Kur’an-ı Kerim’in maksadının dağların çiviye benzediği anlamında olmadığı çok açıktır. Zira insanlar tarafından görülen dağların çiviler gibi olmadığı rahatlıkla anlaşılmaktadır. Kur’an-ı Kerim, dağların çivilerin rolünü üstlendiğini anlatmaktadır. Bu konu dağların yeryüzünde dikildiğini[10] ve sağlam (muhkem)[11] olduğunu açık bir şekilde dile getiren diğer âyetlerden de anlaşılıyor.

Kur’an’ın nüzul dönemindeki insanlar dağları görüyorlardı ama köklerinin çakılmış çiviler gibi sağlam ve kilometrelerce yerin dibine uzandığından habersizdiler. Ama günümüz insanı bugün bunu bilmektedir. Dolayısıyla çiviler misali yeryüzüne çakılmış dağların bu durumunun, insanlar için abes, faydasız ve anlamsız olduğu düşüncesine kapılmamak gerekir. Zira günümüz bilimine göre dağların; rüzgârların, suların ve genel anlamda yeryüzü düzenini koruma ve hidayet etme noktasında üstlenmiş oldukları rol çok kolay anlaşılmaktadır. Kur’an-ı Kerim’de işaret edilen bir diğer nokta daha vardır ve o da şudur: Yeryüzüne çiviler misali çakılmış olan dağlar olmasaydı, yeryüzü itidalden çıkardı. Dolayısıyla üzerinde yaşam imkânsızlaşırdı.

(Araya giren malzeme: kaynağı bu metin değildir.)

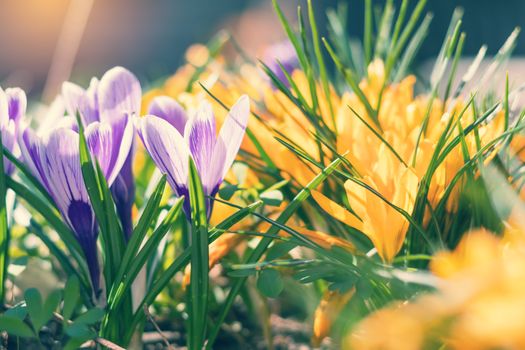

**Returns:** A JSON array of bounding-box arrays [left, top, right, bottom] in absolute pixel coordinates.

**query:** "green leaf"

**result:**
[[0, 315, 35, 338], [64, 338, 88, 350], [227, 269, 256, 278], [257, 269, 283, 298], [4, 304, 27, 320], [43, 289, 62, 320], [24, 288, 47, 331], [63, 276, 80, 321], [65, 322, 96, 339], [187, 157, 209, 350], [75, 308, 105, 325], [260, 190, 283, 207], [356, 278, 372, 299], [266, 241, 296, 261], [0, 132, 8, 303], [219, 184, 238, 201]]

Âyetlerdeki “en temide bikum” ve “en temide bihim” ifadelerden itidalsizlik anlaşılmaktadır ama itidalsizliğin anlamı nedir? Acaba yerin itidalsiz oluşu, varoluşun (mevcut) istikametinden sapması anlamında mıdır? Yoksa çok şiddetli tufanların esmesiyle bu kürenin üzerindekilerin sarsılması anlamında mıdır? Yoksa…? Her halükârda Kur’an-ı Kerim’de ve rivayetlerde görülen ve açık bir şekilde[12] kendisine işaret edilen şey şudur: Yeryüzüne çiviler misali dağların çakılması, yeryüzündeki yaşamın sistemli ve bir düzen içinde yürümesini sağlamıştır. Değişik kitaplar[13] ve siteler bu konuyla alakalı daha fazla bilgiler sunmaktadırlar. İsterseniz bu kaynaklara müracaat edebilirsiniz.

–—


[1]     “Allah, yarattıklarından sizin için gölgeler yaptı ve dağlarda da sizin için barınaklar var etti.” (Nahl/81)

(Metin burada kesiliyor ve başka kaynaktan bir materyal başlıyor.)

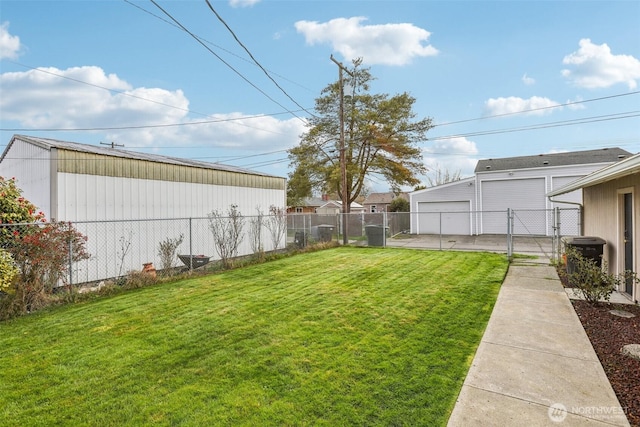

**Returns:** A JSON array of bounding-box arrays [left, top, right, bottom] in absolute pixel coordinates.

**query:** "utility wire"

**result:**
[[203, 0, 316, 118], [123, 0, 314, 94], [148, 0, 307, 124], [429, 111, 640, 140], [434, 91, 640, 127]]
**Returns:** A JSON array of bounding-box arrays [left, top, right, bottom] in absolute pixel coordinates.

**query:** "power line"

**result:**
[[148, 0, 307, 124], [0, 109, 305, 133], [434, 91, 640, 127], [203, 0, 316, 118], [429, 111, 640, 141], [123, 0, 314, 95]]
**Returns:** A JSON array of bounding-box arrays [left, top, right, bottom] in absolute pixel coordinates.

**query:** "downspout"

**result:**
[[548, 197, 583, 236]]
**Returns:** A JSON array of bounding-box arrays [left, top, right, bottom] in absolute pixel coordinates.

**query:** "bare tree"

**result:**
[[248, 207, 264, 258], [425, 166, 462, 187], [264, 205, 287, 251], [208, 205, 245, 269]]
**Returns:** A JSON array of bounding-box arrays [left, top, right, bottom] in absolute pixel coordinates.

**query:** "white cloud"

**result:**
[[229, 0, 261, 7], [295, 17, 438, 66], [562, 38, 640, 89], [422, 137, 478, 179], [0, 66, 305, 150], [0, 22, 22, 60], [522, 74, 535, 85], [484, 96, 560, 116]]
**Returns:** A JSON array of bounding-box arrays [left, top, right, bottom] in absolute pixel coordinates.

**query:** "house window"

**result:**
[[370, 205, 377, 213], [295, 207, 303, 213]]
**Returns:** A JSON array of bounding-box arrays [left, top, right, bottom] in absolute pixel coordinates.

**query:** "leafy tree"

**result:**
[[389, 197, 410, 212], [288, 59, 433, 214]]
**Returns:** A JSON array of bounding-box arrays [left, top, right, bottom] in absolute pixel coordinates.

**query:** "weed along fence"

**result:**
[[1, 207, 580, 288]]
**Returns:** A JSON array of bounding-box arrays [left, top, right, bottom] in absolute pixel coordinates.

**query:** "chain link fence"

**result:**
[[1, 207, 580, 288], [1, 213, 288, 288]]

[2]     “Rabbin, bal arısına şöyle ilham etti: “Dağlardan, ağaçlardan ve insanların yaptıkları çardaklardan (kovanlardan) kendine evler edin.” (Nahl/68)

[3]     “Görmüyor musun ki, Allah gökten su indirdi. Biz onunla türlü türlü ürünler çıkardık. Dağlardan da beyaz, kırmızı (birbirinden farklı) çeşitli renklerde yollar (katmanlar) var, simsiyah taşlar da var.” (Fatır/27)

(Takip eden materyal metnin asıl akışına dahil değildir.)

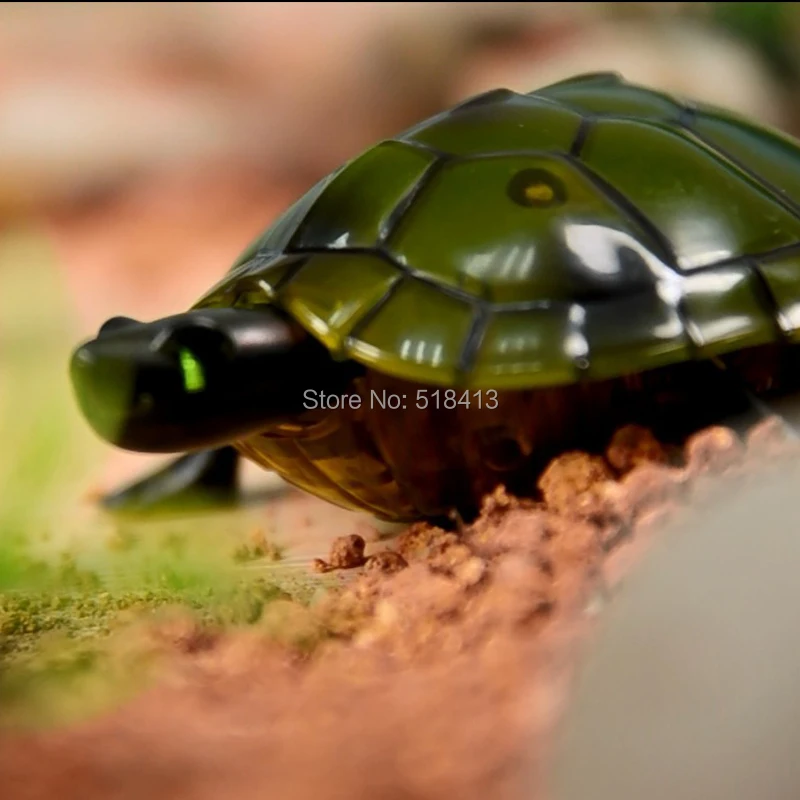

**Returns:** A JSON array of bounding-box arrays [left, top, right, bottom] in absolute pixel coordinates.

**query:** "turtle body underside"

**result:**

[4]     “Dağları görürsün, onları hareketsiz sanırsın. Hâlbuki onlar bulutların geçişi gibi hareket ederler.”

[5]     “Dâvûd ile birlikte, Allah’ı tespih etmeleri için dağları ve kuşları onun emrine verdik. Bunları yapan biz idik.” (Enbiya/79); “Kendisiyle birlikte tesbih etsinler diye biz, dağları ve toplanıp gelen kuşları Dâvûd’un emrine verdik. Onların her biri Allah’a yönelmişlerdi.” (Sâd/18); “Görmedin mi ki şüphesiz, göklerde ve yerde olanlar, güneş, ay, yıldızlar, ağaçlar, hayvanlar ve insanların birçoğu Allah’a secde etmektedir.” (Hac/18); “Andolsun, Davud’a tarafımızdan bir lütuf verdik. “Ey dağlar! Kuşların eşliğinde onunla birlikte tespih edin” dedik.” (Sebe/10) vd.

[6]     Nebe, 7.

[7]     “Sizi sarsmaması için yeryüzünde sağlam dağlar; yolunuzu bulmanız için de nehirler, yollar ve nice işaretler meydana getirdi. İnsanlar yıldızlarla da yollarını bulurlar.” (Nahl/15); “Onları sarsmasın diye yere de sabit dağlar yerleştirdik.” (Enbiya/31); “Yeryüzüne de, sizi sarsmasın diye sabit dağlar yerleştirdi ve orada her türlü canlıyı yaydı.” (Lokman/10)

[8]     “Dağları yürüteceğimiz ve senin yeryüzünü çırılçıplak göreceğin günü bir hatırla.” (Kehf/47); “(Ey Muhammed!) Sana dağların (kıyamet günündeki) hâlini soruyorlar. De ki: “Rabbim onları toz edip savuracak.” (Taha/105); “Yeryüzü şiddetle sarsıldığı, dağlar parça parça dağılıp saçılmış toz olduğu ve siz de üç sınıf olduğunuz zaman, O, (kimini) yükseltir, (kimini) alçaltır.” (Vakıa/5); “Göğün, erimiş maden gibi ve dağların atılmış renkli yün gibi olacağı günü hatırla.” (Mearic/9) vd.

[9]     “Yedi gök, yer ve bunların içinde bulunanlar Allah’ı tespih ederler. Her şey O’nu hamd ile tespih eder. Ancak, siz onların tespihlerini anlamazsınız.” (İsra/44)

[10]    “Devenin nasıl yaratıldığına, göğün nasıl yükseltildiğine, dağların nasıl dikildiğine, yeryüzünün nasıl yayıldığına bir bakmazlar mı?” (Gaşiye/19)

[11]    “Dağları sağlam bir şekilde yerleştirdi.” (Naziat/32)

[12]    Nehcül-Belağa, 1. hutbe, Kum, İntişarat-ı Daru’l-Hicret, s. 39.

[13]    Mekarim Şirazî, Nâsır, Tefsir-i Numûne, c. 11, s. 183.